Echoing Across Time
Yesterday, Johntimothy and I took a little drive through lower Vermillion on over to the Mulberry Bend Overlook on the Nebraska side of the river. We hadn’t been up there in a couple years and it was time in enjoy the spring weather, before the rain-on-the-way-to-snow we are getting now. It was a beautiful morning and we both marveled, as always, at the view, but also how different the river looks each time we are up there. Mulberry Bend is a lookout point high on a bluff, giving an expansive view of the Mighty Mo that is pretty spectacular. Johntimothy took some very interesting photos, like the one above, with his phone held up to the binoculars.
Even this panoramic, which I took with my phone, doesn’t capture the scale or the wide expanse of this ever changing river. Massive sandbars exist now where they didn’t previously and in other places, it seems clear that the river has claimed land on either shore. You can imagine, by looking at the land, how the river has changed course over the many centuries. There are places where the dividing line between Nebraska and South Dakota was and still is in question because the river shifts course. We know that the expedition of Lewis and Clark came up the Missouri in the early years of the 1800’s and I like to think they came right along where our house sits on the river. But maps will show that the river’s course was in a slightly different location at that time and even has changed course a number of times since then.

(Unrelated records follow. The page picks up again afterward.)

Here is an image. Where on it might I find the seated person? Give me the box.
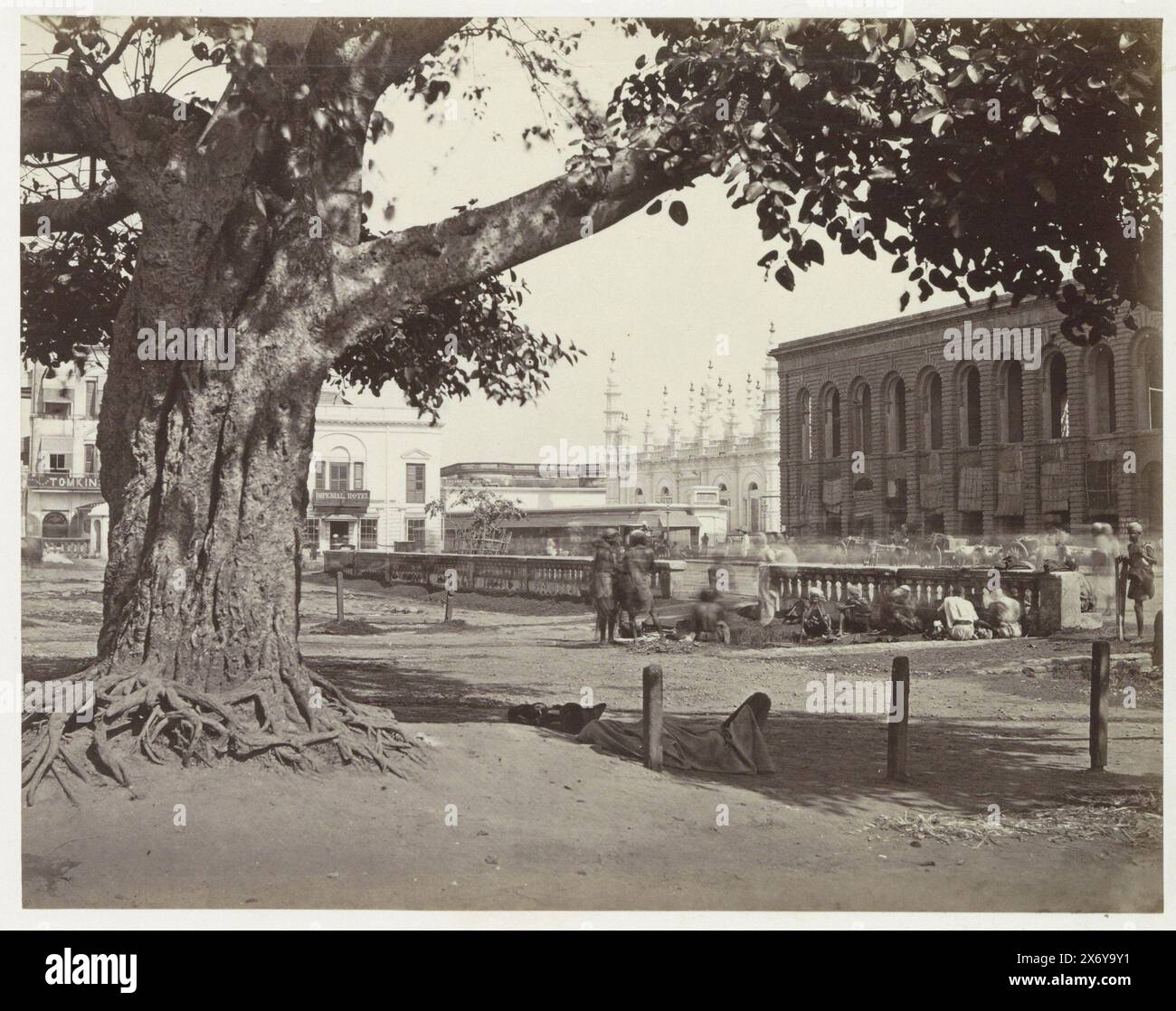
[690,587,732,642]
[989,587,1022,638]
[838,583,871,635]
[938,595,980,642]
[801,589,832,638]
[879,585,924,635]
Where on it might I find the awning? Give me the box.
[446,509,701,530]
[639,509,702,529]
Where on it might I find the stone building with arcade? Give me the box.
[604,341,781,533]
[772,298,1163,537]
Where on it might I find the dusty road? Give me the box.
[24,565,1162,912]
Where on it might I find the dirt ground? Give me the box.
[23,563,1162,912]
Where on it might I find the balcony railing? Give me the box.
[28,470,102,491]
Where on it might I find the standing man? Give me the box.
[592,526,621,646]
[940,594,980,642]
[1126,524,1156,638]
[801,587,832,642]
[618,530,662,642]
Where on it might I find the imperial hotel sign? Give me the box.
[772,298,1163,537]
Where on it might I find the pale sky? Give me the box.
[24,19,953,465]
[368,24,953,463]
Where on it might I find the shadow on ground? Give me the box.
[538,712,1163,815]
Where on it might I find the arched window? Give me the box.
[1046,352,1070,439]
[1136,333,1164,428]
[820,387,841,459]
[1089,345,1114,435]
[849,380,874,455]
[42,513,70,537]
[997,362,1026,442]
[960,365,982,446]
[922,372,944,449]
[800,389,812,459]
[886,376,906,453]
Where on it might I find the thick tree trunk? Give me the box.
[99,244,343,726]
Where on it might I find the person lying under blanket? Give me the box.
[507,702,608,733]
[575,691,776,773]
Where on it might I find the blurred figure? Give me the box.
[801,589,832,638]
[1126,524,1156,638]
[838,583,871,635]
[881,584,924,635]
[938,594,980,642]
[1090,524,1122,611]
[690,587,732,643]
[588,526,621,646]
[614,530,662,642]
[988,587,1022,638]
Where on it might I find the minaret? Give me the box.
[760,322,780,438]
[744,373,760,435]
[698,362,715,443]
[604,352,624,503]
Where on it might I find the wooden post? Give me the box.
[641,663,662,772]
[1090,639,1110,772]
[886,656,910,783]
[1114,559,1126,642]
[1152,609,1164,666]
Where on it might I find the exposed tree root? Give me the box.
[21,661,423,806]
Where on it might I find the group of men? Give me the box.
[783,576,1023,641]
[592,528,661,644]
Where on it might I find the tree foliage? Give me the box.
[612,19,1161,344]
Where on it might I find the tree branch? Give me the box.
[333,136,687,349]
[20,179,136,235]
[308,18,468,246]
[20,71,93,157]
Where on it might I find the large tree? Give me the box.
[21,18,1161,799]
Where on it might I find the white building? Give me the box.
[20,350,109,556]
[604,326,781,533]
[302,387,442,552]
[20,350,441,557]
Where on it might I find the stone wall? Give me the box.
[324,552,686,600]
[764,564,1085,635]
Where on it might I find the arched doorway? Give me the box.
[1138,461,1164,537]
[42,513,70,540]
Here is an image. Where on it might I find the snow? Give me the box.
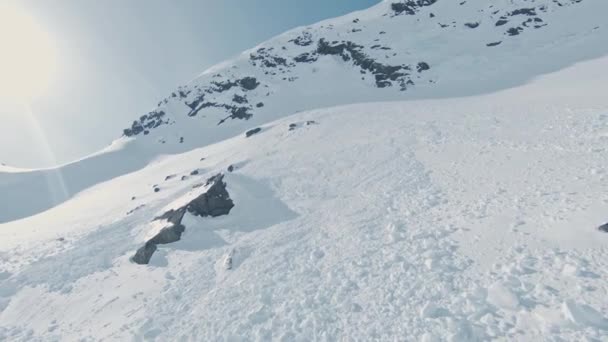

The photos through the binoculars have a nostalgic, pinhole quality to them. They echo the idea of the river as metaphor, as representation of time passing and the flow of history. I am always aware that the land is a keeper of history. The events of the past centuries lie buried in the land and the memories continue to rise up, echoing faintly in the soft breeze. The stories of immense tragedy and majestic beauty mingle in the stillness on a quiet morning, a year into the pandemic.